Estou decidida. Não foi uma resolução momentânea. Foi algo bastante pensado, calculado, medido. Motivo ? Uma desilusão amorosa, problemas financeiros, um caso ruim na família ? Não. Resolvi acabar com tudo porque senti que não vale a pena viver, se é que se pode chamar vegetação de vida. Resolvi morrer porque detesto o vazio!

Saí mais cedo do escritório. Passei na farmácia e comprei um vidro de barbitúricos. Vou terminar com minha vida, mas penso no modo mais fácil de fazê-lo. Ah, o eterno comodismo humano! Cheguei a pensar em outros métodos: um tiro, veneno, um choque com o carro…oh, não, é tudo tão dolorido!

Já está tudo acertado. Liguei para o agente funerário e encomendei meu esquife, escrevi uma carta dirigida à polícia para não complicar a vida de ninguém. Já ia me esquecendo, preciso telefonar para a floricultura, afinal não é todos os dias que se morre e eu quero ter muitas flores no meu final. Sabe como é, para que os maldosos não digam que “se ela não soube viver, morreu ainda pior”. Quero fazer algo digno da morte, afinal se a vida não presta ao menos morrer tem que nos dar uma sensação de grandeza.

Preciso ainda passar minha blusa de seda, não quero estar deitada no caixão com a roupa amarrotada. Seria um contraste com tantas flores lindas e eu mal vestida. Aliás, sempre fui medíocre em tudo, como pessoa, como profissional, como mulher e amante.  Quero ao menos morrer bem.

E o lugar?
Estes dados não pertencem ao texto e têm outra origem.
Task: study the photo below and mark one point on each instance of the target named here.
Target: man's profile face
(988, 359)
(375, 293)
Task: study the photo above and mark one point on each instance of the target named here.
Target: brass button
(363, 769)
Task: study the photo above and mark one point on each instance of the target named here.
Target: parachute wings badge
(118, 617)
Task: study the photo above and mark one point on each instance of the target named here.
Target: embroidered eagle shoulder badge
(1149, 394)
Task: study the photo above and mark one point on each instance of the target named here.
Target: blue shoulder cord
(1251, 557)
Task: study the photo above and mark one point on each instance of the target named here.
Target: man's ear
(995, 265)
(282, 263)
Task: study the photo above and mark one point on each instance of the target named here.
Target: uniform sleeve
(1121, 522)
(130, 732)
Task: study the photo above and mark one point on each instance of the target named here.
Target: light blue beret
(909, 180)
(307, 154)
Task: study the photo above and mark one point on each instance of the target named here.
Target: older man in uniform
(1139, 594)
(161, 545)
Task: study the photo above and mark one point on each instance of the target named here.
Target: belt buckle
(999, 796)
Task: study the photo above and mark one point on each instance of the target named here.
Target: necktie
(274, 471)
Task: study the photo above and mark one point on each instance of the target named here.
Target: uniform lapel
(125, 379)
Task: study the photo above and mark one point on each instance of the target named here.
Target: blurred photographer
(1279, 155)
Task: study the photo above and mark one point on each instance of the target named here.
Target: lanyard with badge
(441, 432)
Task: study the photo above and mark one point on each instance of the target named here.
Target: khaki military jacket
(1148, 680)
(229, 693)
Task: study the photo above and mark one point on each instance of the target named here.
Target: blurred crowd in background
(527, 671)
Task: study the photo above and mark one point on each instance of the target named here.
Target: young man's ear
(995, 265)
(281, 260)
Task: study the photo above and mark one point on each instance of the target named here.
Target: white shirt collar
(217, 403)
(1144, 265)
Não sei se na cama…não, basta de comodismo. No banheiro é muito clichê, quase todo mundo escolhe o banheiro como local derradeiro. Eu sempre quis ser original, tentativa vã, diga-se. Talvez sentada no sofá, televisão ligada e o copo ao lado. Uma bela cena. Assunto resolvido. Eu gostaria de deixar uma carta pessoal para alguém. Uma mensagem chocante que fizesse a pessoa chorar, mas não possuo ninguém, como nunca possuí nada.

Esta minha frieza deveras me agrada. Sempre admirei mulheres firmes, irredutíveis. Talvez eu consiga até cantarolar uma música. Como é mesmo aquele samba – vestiu uma camisa listrada e saiu por aí – . Hum, preciso ver se minhas meias estão novas e onde está minha anágua preta. Quero ter um ar meio sensual no caixão, algo como “ a sedutora morta” ou coisa que o valha.

Já tomei meu banho, vesti-me. Só falta retocar a maquiagem. Sempre fiquei bem com esta saia, mas hoje ficou melhor. O cabelo está ótimo. E meus olhos? Nunca notara que eram tão brilhantes, talvez porque eu vá perder esse brilho, não sei bem. É gozado !

Qual seria a reação dos rapazes do escritório se me vissem assim? Talvez até o chefe notasse, não seria mal tentar. Se eu pegar um táxi ainda chego a tempo. Onde estão minha bolsa e os óculos? Acho que na gaveta do quarto. É só fechar as janelas e sair.

Ah, já ia me esquecendo, preciso dar fim a um certo vidro.

(Ema Brígida- março/1970)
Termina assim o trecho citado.